Even with a stout selloff on the final trading day, November will go into the books as one of the best stock months in decades. Good Novembers often set the stage for good Decembers, and there is reason to believe stocks can carry a bit more strength into their final stretch in 2020. In years in which the market is positive through 11 months, as it is in 2020, the last of the bearish money managers are forced to capitulate or risk the wrath of their clients. Scrambling for return, these bears-turned-bulls will tend to window-dress clients’ portfolios with the stocks that have worked best all year.

Market Commentary November 2020

The COVID-19 pandemic has achieved another grim milestone with the global number of coronavirus cases exceeding 50 million. US data is troubling, while trends in Europe are flat-out alarming. The new wave of infection worldwide has followed relaxation of lockdowns on restaurants, bars and other gathering spots along with the natural inclination to move indoors as colder weather arrives. Fortunately, fatalities are not fully tracking the rise in new cases. But governments want to get ahead of the curve before it worsens with further lockdowns and tightening restrictions that were eased just months ago. Amid widely disparate commentary from health professionals, Dr Anthony Fauci, one of the US’s top infectious disease doctors, has argued that national lockdowns are not the optimal way to combat the disease.

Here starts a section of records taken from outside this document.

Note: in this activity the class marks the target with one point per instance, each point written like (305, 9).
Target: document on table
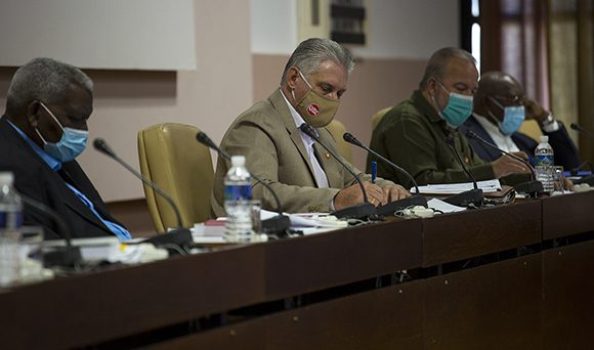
(487, 186)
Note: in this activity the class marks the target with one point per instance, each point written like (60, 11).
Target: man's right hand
(506, 165)
(352, 195)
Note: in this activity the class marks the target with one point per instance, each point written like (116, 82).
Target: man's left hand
(395, 192)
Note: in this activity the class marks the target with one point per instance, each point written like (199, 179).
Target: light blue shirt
(56, 165)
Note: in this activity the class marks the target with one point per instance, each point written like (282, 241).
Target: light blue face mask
(458, 109)
(513, 117)
(72, 143)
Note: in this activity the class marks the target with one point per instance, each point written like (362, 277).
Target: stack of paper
(487, 186)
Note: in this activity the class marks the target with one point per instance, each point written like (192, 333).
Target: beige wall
(373, 85)
(126, 101)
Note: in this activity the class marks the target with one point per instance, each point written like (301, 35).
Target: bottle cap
(238, 161)
(6, 178)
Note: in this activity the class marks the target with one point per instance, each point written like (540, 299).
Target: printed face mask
(317, 111)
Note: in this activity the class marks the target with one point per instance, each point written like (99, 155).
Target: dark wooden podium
(512, 277)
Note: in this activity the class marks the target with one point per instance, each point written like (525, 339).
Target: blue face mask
(72, 143)
(513, 117)
(458, 109)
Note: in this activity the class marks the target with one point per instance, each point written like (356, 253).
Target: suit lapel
(76, 204)
(331, 167)
(280, 105)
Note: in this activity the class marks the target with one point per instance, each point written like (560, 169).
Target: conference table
(518, 276)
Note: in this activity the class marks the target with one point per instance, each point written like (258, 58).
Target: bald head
(497, 90)
(498, 84)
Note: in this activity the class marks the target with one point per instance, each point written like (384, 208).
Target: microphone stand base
(181, 237)
(276, 225)
(360, 211)
(392, 207)
(472, 197)
(532, 188)
(62, 256)
(585, 180)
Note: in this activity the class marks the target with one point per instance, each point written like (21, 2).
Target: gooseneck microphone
(61, 256)
(472, 197)
(180, 236)
(359, 211)
(392, 207)
(276, 225)
(532, 187)
(581, 129)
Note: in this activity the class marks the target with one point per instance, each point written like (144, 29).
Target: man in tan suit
(304, 176)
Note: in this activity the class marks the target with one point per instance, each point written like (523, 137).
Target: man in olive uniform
(420, 133)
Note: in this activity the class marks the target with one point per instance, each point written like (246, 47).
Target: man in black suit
(42, 131)
(500, 107)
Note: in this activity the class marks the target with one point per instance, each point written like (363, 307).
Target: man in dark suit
(42, 131)
(500, 108)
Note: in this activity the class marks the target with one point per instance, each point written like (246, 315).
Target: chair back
(171, 157)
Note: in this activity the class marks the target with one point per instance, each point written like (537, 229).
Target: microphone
(61, 256)
(533, 187)
(472, 197)
(276, 225)
(359, 211)
(180, 236)
(392, 207)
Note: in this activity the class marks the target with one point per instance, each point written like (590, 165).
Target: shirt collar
(52, 162)
(298, 119)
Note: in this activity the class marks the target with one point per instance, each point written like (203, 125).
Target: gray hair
(46, 80)
(312, 52)
(439, 60)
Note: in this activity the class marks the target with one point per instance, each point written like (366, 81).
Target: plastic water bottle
(544, 159)
(238, 202)
(11, 219)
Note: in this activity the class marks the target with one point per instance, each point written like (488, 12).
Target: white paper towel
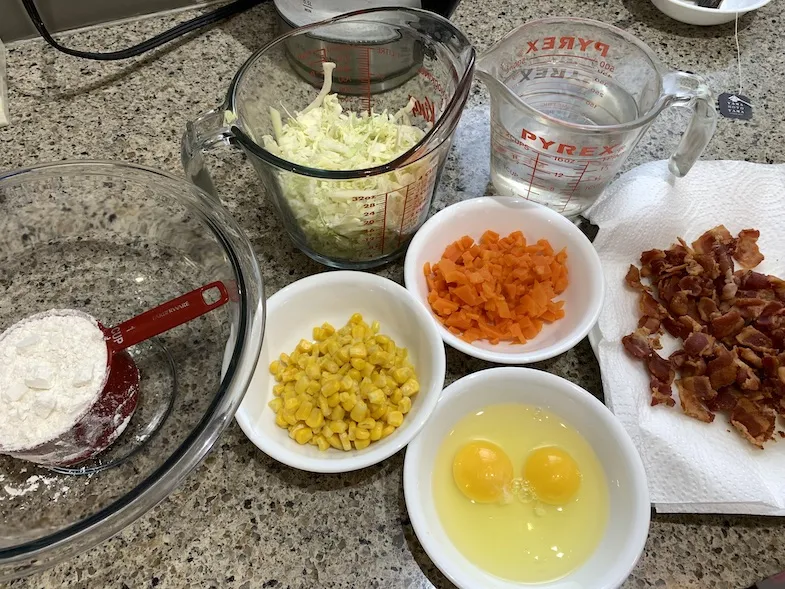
(693, 467)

Instead, he argues that citizens should maintain proven public-health measures such as masking and social distancing “to help us safely get to where we want to go.” With the devastating effect lockdowns have had on the economy, we could
not agree more.

Market Commentary October 2020

The financial pain of the pandemic has mainly focused on those least able to afford it – low-wage workers in people-facing industries, such as restaurant workers, airline employees and physical trainers. Knowledge workers, who have been able to continue working from home, have been less affected by the shutdown. Indeed, this group of workers has benefited – not from higher wages, but from sharply reduced costs. Without being able to spend their salaries, their saving rates have rocketed. Increasingly, reporters have adopted the term “K-shaped recovery” to describe this disparate experience of those at the top and bottom of the economy. The structure of the letter ‘K’ lends itself to this analogy, as the fortunes of those on the upward thrusting arm of the letter diverge from those on the downward-sloping leg. It is certainly a more apt analogy than that provided by, say, a V-shaped recovery, with its assumption that we are all in this together. Given that the stock market is experiencing its worst case of indigestion since March, the message is simple: the economy – and by extension the stock market – cannot flourish if a large segment of the population is left behind.